Frances McDonald

Frances McDonald

Year in review: February in Oak Bay

Oak Bay High unfortunately made headlines after a bullying incident ended the junior boys basketball team season

  • Dec. 29, 2016 12:00 p.m.

• Oak Bay High unfortunately made headlines after a bullying incident ended the junior boys basketball team season.

A media storm erupted when the team was slated to start city championships. Piet Langstraat, superintendent Greater Victoria School District, told several media outlets that in January an inappropriate photo was taken during a road trip and was subsequently posted on social media. That resulted in significant bullying. While the season ended in a police file, there was no criminal investigation.

• Oak Bay reminded residents to “be aware and be observant,” after a girl reported being approached by a man in Windsor Park. Police were called around 7 p.m. Jan. 29 after a 10-year-old girl was approached by a man while she played with friends. She told police the man approached her and she felt afraid and uncomfortable. She called out to her friends and they all went to the girl’s home to tell her parents. The girl was not harmed.

• Oak Bay Firefighter John Ballantyne gathered donations as he prepared to be among a crew of 13 from Canada and the U.S. deployed with Firefighters Without Boarders Canada to for Lima, Peru.

• Cairine Green asked council to explore options to provide temporary and/or transitional housing to Syrian refugee families seeking to settle in the municipality. Green called for a mayor’s task force or leadership team and a municipal staff report to outline what housing options, if any, are available, such as vacant legal in-law accommodation, vacant rental housing and the municipally owned house at 1531 Hampshire Rd.

While the property did not become housing for Syrian refugees, it started a months-long conversation on potential uses for municipally-owned properties, that continues in 2017.

• Bob Carter created a special gift as a thank you for the municipality to offer. He donated the first six works of art.

“The community and council appreciate the kind and generous donation of Bob Carter. Not only did he have the artistic vision but he had the kindness to donate six of these and we are very grateful,” said Oak Bay Mayor Nils Jensen. The first was presented to longtime staffer Loranne Hilton, who left Oak Bay to become CAO at the District of Highlands.

• Despite opening a day early with little publicity, the aisles were packed with shoppers getting a first look – and taste – of the new Red Barn Market on Oak Bay Avenue. At a little more than 6,000 square feet, the fifth store in the Red Barn Market family offers everything shoppers have come to count on, including an exceptional produce section and signature items from the markets’ smokehouse.

• Oak Bay’s municipal hall was one of 40 venues across B.C. that lit up in purple as part of the Provincial Eating Disorders Awareness campaign’s third annual event in support of eating disorder awareness.

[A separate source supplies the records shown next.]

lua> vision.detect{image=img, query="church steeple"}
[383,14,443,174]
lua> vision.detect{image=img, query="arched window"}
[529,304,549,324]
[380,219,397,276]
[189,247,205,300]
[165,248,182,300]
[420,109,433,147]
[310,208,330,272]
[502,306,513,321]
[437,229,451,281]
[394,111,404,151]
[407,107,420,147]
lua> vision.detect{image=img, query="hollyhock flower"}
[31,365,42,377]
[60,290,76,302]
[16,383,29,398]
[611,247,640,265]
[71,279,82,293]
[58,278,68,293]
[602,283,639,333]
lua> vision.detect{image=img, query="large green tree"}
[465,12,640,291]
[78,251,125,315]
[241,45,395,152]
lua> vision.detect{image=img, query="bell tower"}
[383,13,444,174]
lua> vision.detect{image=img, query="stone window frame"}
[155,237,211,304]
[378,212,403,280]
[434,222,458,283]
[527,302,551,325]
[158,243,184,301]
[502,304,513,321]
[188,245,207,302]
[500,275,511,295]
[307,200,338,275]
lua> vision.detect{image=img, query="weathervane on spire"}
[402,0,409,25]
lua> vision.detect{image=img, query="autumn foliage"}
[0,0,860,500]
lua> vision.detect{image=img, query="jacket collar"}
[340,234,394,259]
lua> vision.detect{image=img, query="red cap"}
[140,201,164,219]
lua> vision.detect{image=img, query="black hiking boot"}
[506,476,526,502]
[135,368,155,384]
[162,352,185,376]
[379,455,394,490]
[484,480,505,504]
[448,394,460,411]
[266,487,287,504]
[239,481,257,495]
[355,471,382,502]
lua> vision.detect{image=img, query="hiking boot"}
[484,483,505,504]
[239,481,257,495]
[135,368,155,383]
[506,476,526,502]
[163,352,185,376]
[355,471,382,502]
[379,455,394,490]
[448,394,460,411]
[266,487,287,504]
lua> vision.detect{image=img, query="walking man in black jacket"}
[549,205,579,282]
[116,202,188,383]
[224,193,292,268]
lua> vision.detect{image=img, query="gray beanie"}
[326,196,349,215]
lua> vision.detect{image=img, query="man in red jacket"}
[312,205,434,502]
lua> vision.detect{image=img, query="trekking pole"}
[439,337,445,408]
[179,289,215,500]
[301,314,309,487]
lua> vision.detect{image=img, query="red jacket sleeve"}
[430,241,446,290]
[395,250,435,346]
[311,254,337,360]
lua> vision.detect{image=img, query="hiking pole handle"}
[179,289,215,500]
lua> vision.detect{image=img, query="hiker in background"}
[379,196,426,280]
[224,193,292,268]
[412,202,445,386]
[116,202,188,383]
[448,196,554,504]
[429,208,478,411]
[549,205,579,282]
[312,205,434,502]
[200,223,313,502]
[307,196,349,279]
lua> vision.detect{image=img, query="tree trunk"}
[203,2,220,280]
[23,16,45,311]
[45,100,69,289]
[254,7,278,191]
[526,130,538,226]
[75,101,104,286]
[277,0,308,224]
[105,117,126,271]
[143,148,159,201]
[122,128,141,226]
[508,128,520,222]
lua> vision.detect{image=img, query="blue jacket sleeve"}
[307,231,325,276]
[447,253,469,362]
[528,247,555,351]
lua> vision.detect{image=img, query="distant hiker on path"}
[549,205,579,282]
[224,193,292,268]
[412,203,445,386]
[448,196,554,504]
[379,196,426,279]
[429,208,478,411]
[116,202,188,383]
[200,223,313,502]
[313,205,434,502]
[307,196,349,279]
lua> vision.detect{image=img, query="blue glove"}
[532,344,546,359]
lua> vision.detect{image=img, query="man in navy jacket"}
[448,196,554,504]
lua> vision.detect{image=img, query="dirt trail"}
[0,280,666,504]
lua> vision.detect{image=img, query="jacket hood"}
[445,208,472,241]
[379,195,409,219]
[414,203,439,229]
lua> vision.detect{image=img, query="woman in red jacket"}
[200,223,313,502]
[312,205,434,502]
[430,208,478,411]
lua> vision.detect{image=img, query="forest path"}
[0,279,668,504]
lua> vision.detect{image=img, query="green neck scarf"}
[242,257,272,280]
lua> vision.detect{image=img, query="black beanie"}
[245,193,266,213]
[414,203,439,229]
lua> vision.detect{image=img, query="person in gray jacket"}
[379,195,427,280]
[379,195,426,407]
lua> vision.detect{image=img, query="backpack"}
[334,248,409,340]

• Greater Victoria School District approved an alternative to the usual turf for the Oak Bay High field after parents raised health concerns about the use of crumb rubber pellets commonly used as underlay for artificial turf.

• Vancouver Island-Central Coast finished fifth at the BC Games with 53 medals: 14 gold, 23 silver and 16 bronze.

Figure skater Emily Walzak of View Royal, who regularly trains in Oak Bay was among the gold medal winners.

Oak Bay’s Horwood twins finished in the top four with Christopher skating a personal best – his goal for these Games – and earned bronze medal in the process.

The zone’s rhythm gymnastics team achieved its goal as well at the Games – do do well in the team competition. The Vancouver Island – Central Coast foursome finished second. Willows elementary student Elisabeth Foss (photo) and her teammates at Victoria Rhythmic Gymnastics Club, Michaela Brennan, Katherine Evans and Lily Williams, brought home a silver medal.